“The dentist told me I needed a crown, and I was like, I know, right!”
A dental crown is used to entirely cover or “cap” a damaged tooth. Besides strengthening a damaged tooth, a crown can be used to improve its appearance, shape or alignment. It will usually be recommended when the remaining tooth structure is limited or weakened, where a simple filling will not be sufficient to protect it.
You may be advised to have a crown in the following circumstances:
- Greater natural tooth destruction through decay
- If you have had a large filling in the past
- If you have had root canal therapy
- If your tooth is badly cracked or worn
- Over the top of a dental implant
Dental crowns are available in wide range of dental materials, including ceramic, precious metals and porcelain fused to metal. Modern crowns are strong, durable and aesthetically pleasing, with most people preferring to choose all-ceramic dental crowns as they look more like natural teeth. These generally last many years longer than a standard filling as they wrap around the tooth and help to hold it together.
Dental bridges are used when one or more teeth are missing and a fixed tooth replacement option is desired. Crowns are formed either side of the missing tooth area where false teeth connected to these fill the spaces. The false teeth sit over the top of the gum where chewing forces are distributed to the neighbouring bonded teeth.
As with crowns, you have a choice of materials for bridges. Your dentist can help you decide which to use, based on the location of the missing tooth (or teeth), its function, aesthetic considerations and cost. Porcelain or ceramic bridges can be matched to the colour of your natural teeth.
Dental Crown and Bridge Procedure
Fitting a crown or bridge involves two appointments.
- The first stage is designed to remove any decayed or damaged tissue and prepare the teeth for crowning. The decayed tissue is removed and the teeth is cleaned thoroughly and shaped. An impression is taken which is sent to the lab for the crown to be fabricated. A temporary crown is fitted until the next visit.
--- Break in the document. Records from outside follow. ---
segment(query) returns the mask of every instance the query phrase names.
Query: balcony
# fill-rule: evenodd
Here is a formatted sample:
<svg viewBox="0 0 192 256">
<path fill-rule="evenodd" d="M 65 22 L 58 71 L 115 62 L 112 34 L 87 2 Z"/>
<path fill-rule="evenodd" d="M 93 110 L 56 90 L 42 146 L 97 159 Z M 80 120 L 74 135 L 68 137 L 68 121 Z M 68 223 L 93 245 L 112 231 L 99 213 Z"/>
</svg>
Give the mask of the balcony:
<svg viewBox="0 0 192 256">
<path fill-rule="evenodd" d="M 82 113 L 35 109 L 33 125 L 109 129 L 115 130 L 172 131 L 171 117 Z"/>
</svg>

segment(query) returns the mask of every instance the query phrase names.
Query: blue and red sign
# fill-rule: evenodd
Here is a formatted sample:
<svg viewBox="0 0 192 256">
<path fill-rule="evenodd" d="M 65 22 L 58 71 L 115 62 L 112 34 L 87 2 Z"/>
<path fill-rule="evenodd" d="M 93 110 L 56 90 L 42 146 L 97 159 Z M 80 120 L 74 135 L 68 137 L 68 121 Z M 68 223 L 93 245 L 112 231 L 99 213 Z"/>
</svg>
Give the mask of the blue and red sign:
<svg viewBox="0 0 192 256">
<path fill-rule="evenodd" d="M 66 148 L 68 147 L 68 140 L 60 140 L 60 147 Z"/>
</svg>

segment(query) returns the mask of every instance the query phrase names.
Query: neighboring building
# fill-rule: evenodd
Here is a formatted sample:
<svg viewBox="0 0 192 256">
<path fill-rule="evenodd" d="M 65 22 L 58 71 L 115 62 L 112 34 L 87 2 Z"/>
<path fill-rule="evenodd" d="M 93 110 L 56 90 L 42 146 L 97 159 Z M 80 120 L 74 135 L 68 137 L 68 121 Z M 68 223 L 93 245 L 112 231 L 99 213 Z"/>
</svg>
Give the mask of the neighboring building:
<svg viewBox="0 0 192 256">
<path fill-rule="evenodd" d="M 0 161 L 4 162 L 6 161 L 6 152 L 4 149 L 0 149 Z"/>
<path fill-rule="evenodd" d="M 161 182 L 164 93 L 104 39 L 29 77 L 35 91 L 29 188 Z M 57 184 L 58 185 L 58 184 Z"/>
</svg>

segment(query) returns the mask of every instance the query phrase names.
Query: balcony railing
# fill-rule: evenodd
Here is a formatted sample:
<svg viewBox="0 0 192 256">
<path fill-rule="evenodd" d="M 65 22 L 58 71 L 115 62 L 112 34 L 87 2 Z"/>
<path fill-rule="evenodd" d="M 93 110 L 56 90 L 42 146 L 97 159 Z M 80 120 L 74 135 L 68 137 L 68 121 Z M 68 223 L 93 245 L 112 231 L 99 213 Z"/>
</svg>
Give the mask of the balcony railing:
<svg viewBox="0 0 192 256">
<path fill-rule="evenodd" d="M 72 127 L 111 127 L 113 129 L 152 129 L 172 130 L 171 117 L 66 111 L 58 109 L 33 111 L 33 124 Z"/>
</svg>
- The completed crown is received from the lab and fitted onto the tooth. The tooth is cleaned and the crown is cemented in place. Some minor adjustments are commonly made. Now you’re able to chew into your steaks without fear of your tooth fracturing.
What are the alternatives?
You can opt for fillings instead of crowns, just keep in mind that fractures have a higher chance here and these teeth may need repair quite frequently. In the case of root canal treated teeth, chances of fractures lower into the roots become higher particularly without the support of a crown. If this occurs the tooth may become non-restorable and may require extraction.
Instead of a bridge you can opt for a partial denture, which is a removable plate to replace the missing teeth. This may be ideal if there are multiple missing teeth in different locations, particularly if you are keeping to a budget. Alternatively, you may consider implants, where a screw is inserted into the bone and a crown is constructed over the top. This option is more expensive and time consuming, but preserves the neighbouring teeth as they will not need to be filed down to hold the supporting crowns. Or you could leave the space as is, some people tolerate this quite well, whereas others find the decreased ability to chew and clean more impeding. Whether to go for partial dentures, bridges, implants, or leaving the space, the decision is determined on a case by case basis, where your dentist will provide you with more information to what may suit your circumstance better.
How long do they last?
Whilst crowns provide a much stronger option to fillings, there is nothing stronger than your own natural teeth. They are the next best thing though. A crown should typically last 5 to 10 years, but in many cases they can last decades. There are several factors which determine this: previous damage to the teeth, gum disease, parafunctional habits like grinding and clenching, a heavy bite or missing teeth in other areas leading to increased load on the teeth worked on, the integrity of supporting teeth in bridges, oral hygiene, aesthetic satisfaction with changes in surrounding teeth, quality of materials, execution of crown and bridge preparation, and cements used. The longevity of crowns and bridges cannot always be predicted but with good oral care you should receive a long lasting desirable result.